I pity those few poor unenlightened souls with access to good bookshops and libraries whose childhoods weren’t illuminated by the enchanting work of Tove Jansson, who probably won more love for Finland than Sibelius ever did. The world of the Moomins is one of those imagined lands that has won a place in the map of childhood alongside C.S. Lewis’s Narnia, Middle-Earth, or Kenneth Grahame‘s Riverbank. Or Lewis Carroll’s Wonderland. And as it happens, Tove Jansson paid tribute to her fellow imaginative fabulist with her own illustrations to Alice’s Adventures in Wonderland, very different from the John Tenniel images always associated with the tale, and completely recasting the scenes in her own aesthetic.

The ever-wonderful Maria Popova has put together a beautiful piece on this series on her marvelous website Brain Pickings, with gleanings from the rare edition of Jansson’s Alice still in circulation. And as you can see, the images are just about as wonderful as you would expect.

Given Tove Jansson’s subsidiary claim to fame as a pioneer of LGBT lifestyles in the Scandinavia of her time, it’s interesting to speculate whether her own take on the scenes in Alice pick up on the oft-remarked sexual overtones in the story.
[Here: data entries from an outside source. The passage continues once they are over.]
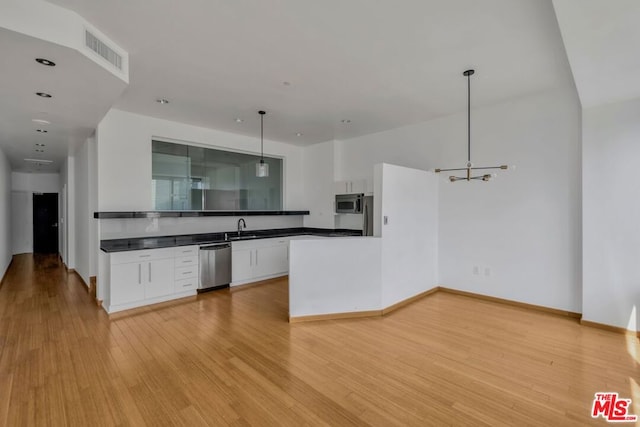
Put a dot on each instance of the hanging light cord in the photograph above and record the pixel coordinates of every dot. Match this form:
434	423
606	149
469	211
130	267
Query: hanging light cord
469	117
262	113
469	167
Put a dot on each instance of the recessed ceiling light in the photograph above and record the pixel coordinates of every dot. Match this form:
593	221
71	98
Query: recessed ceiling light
38	161
45	62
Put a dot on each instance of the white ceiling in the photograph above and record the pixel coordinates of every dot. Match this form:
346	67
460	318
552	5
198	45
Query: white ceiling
81	95
601	39
381	64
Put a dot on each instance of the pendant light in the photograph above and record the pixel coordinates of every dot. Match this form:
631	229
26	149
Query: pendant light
470	167
262	168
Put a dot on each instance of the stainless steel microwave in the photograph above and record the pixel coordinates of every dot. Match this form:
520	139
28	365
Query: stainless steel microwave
349	203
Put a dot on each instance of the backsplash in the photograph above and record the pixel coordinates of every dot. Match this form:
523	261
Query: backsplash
146	227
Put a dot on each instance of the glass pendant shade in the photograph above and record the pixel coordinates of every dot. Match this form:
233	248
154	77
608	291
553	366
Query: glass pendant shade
262	169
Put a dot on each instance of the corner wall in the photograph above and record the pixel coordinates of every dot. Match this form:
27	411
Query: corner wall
522	230
611	208
5	214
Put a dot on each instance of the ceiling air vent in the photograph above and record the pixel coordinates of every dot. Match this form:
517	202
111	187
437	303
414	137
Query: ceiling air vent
103	50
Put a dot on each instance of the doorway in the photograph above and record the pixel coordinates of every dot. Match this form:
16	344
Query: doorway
45	223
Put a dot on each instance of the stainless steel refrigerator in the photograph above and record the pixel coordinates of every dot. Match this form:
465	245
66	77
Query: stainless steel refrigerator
367	216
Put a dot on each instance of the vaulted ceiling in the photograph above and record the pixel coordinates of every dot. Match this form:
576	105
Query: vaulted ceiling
326	70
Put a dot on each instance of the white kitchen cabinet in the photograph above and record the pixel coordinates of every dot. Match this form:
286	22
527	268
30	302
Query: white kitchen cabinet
271	261
242	265
254	260
126	283
351	187
160	278
148	276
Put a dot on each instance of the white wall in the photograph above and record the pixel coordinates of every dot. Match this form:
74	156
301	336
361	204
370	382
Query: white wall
409	200
124	158
318	163
524	227
21	223
5	214
23	185
66	184
372	273
334	275
82	214
35	182
611	208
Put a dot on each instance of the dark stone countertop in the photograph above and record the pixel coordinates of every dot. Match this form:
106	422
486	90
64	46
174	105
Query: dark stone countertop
189	214
138	243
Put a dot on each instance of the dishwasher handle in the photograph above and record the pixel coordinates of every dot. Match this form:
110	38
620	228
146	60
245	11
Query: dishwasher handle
215	247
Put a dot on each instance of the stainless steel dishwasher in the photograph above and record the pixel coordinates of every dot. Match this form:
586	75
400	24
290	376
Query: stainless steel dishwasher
215	266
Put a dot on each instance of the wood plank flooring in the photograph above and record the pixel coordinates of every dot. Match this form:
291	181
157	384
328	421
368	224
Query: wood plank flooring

I don’t see any sign of that myself, but some critics have hinted at the supposedly ambiguous sexuality of the Moomin series as well, so I wouldn’t be surprised if similar analysis could turn up something in these artworks. Readers and viewers are invited to make their own judgments.

What I am surprised at, though, is that no publisher has stepped forward to do a modern reprint of this wonderful edition. The latest version that Popova appears to have found is dated to 2006, and nothing since. Surely this is one more Alice that the world really needs, and another dimension to the Tove Jansson legend.